The advantage of training embeddings with center loss is that an exotic architecture is no longer required. In addition, because hardware is better utilized, the amount of time it takes to train embeddings is much shorter. One important distinction when using center loss vs. a triplet loss architecture is that a center loss layer stores its own parameters. These parameters calculate the intraclass “center” of all examples for each label.

What are we going to learn in this tutorial?

Using Deeplearning4j, you will learn how to train embeddings for facial recognition and transfer parameters to a new network that uses the embeddings for feed forward. The network will be built using ComputationGraph (Inception-type networks require multiple nodes) via the OpenFace NN4.Small2 variant, which is a hand-tuned, parameter-minimized model of FaceNet.

Because Inception networks are large, we will use the Deeplearning4j model zoo to help build our network.

Imports

import org.datavec.image.loader.LFWLoader
// import org.deeplearning4j.zoo.model.FaceNetNN4Small2
import org.deeplearning4j.zoo.model.helper.FaceNetHelper;
import org.deeplearning4j.zoo._
import org.deeplearning4j.nn.graph.ComputationGraph
import org.deeplearning4j.nn.conf._
import org.deeplearning4j.optimize.listeners.ScoreIterationListener
import org.deeplearning4j.datasets.iterator.impl.LFWDataSetIterator
import org.deeplearning4j.nn.transferlearning.TransferLearning
import org.nd4j.linalg.activations.Activation
import org.nd4j.linalg.learning.config.Adam
import org.deeplearning4j.nn.api.OptimizationAlgorithm
import org.deeplearning4j.nn.weights.WeightInit
import org.deeplearning4j.nn.conf.layers._
import org.deeplearning4j.nn.conf.graph.L2NormalizeVertex
import org.deeplearning4j.nn.conf.graph.MergeVertex
import org.nd4j.linalg.lossfunctions.LossFunctions
import org.deeplearning4j.nn.conf.inputs.InputType
import org.deeplearning4j.nn.conf.WorkspaceMode
import org.nd4j.evaluation.classification.Evaluation


import scala.collection.JavaConversions._
import scala.collection.JavaConverters._
import java.util.Random

Instantiate the model

We are using a minified version of the full FaceNet network to reduce the hardware requirements. Below, we use the FaceNetHelper class for some of the Inception blocks, where parameters have been unchanged from the larger version.

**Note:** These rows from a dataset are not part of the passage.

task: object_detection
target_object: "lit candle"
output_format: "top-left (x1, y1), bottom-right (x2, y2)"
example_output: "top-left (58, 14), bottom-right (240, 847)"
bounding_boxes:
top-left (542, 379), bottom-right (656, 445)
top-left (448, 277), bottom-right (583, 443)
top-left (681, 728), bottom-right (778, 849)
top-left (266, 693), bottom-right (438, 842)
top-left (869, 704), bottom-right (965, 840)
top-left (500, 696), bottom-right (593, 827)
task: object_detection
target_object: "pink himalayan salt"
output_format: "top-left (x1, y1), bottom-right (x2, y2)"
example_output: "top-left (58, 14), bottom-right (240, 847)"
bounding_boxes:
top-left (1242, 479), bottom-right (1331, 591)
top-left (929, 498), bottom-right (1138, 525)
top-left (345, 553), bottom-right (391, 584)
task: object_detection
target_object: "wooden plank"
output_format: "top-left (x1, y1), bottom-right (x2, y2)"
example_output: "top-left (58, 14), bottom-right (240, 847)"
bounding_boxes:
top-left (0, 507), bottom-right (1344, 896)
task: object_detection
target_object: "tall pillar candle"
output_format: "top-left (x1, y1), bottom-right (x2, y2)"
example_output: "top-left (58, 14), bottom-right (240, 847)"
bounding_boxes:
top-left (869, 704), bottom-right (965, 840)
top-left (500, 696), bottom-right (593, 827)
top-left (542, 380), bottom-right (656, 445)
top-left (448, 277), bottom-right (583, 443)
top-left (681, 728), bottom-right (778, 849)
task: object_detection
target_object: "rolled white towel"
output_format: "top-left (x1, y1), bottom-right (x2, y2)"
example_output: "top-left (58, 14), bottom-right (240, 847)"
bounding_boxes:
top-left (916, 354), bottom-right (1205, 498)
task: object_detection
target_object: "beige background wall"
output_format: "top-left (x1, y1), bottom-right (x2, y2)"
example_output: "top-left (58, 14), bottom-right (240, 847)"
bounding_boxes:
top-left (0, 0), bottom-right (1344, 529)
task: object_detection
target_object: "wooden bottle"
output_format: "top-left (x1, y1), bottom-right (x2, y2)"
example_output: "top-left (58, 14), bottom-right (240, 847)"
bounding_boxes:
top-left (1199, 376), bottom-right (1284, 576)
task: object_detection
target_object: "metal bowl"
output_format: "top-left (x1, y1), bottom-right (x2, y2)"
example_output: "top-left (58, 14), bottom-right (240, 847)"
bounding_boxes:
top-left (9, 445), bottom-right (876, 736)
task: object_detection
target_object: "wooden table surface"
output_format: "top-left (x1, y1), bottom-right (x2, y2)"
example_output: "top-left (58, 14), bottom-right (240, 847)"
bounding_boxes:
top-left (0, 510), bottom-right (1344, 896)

val batchSize = 48 // depending on your hardware, you will want to increase or decrease
val numExamples = LFWLoader.NUM_IMAGES
val outputNum = LFWLoader.NUM_LABELS // number of "identities" in the dataset
val splitTrainTest = 1.0
val randomSeed = 123;
val iterations = 1; // this is almost always 1
val transferFunction = Activation.RELU
val inputShape = Array[Int](3,96,96)

// val zooModel = new FaceNetNN4Small2(outputNum, randomSeed, iterations)
// val net = zooModel.init().asInstanceOf[ComputationGraph]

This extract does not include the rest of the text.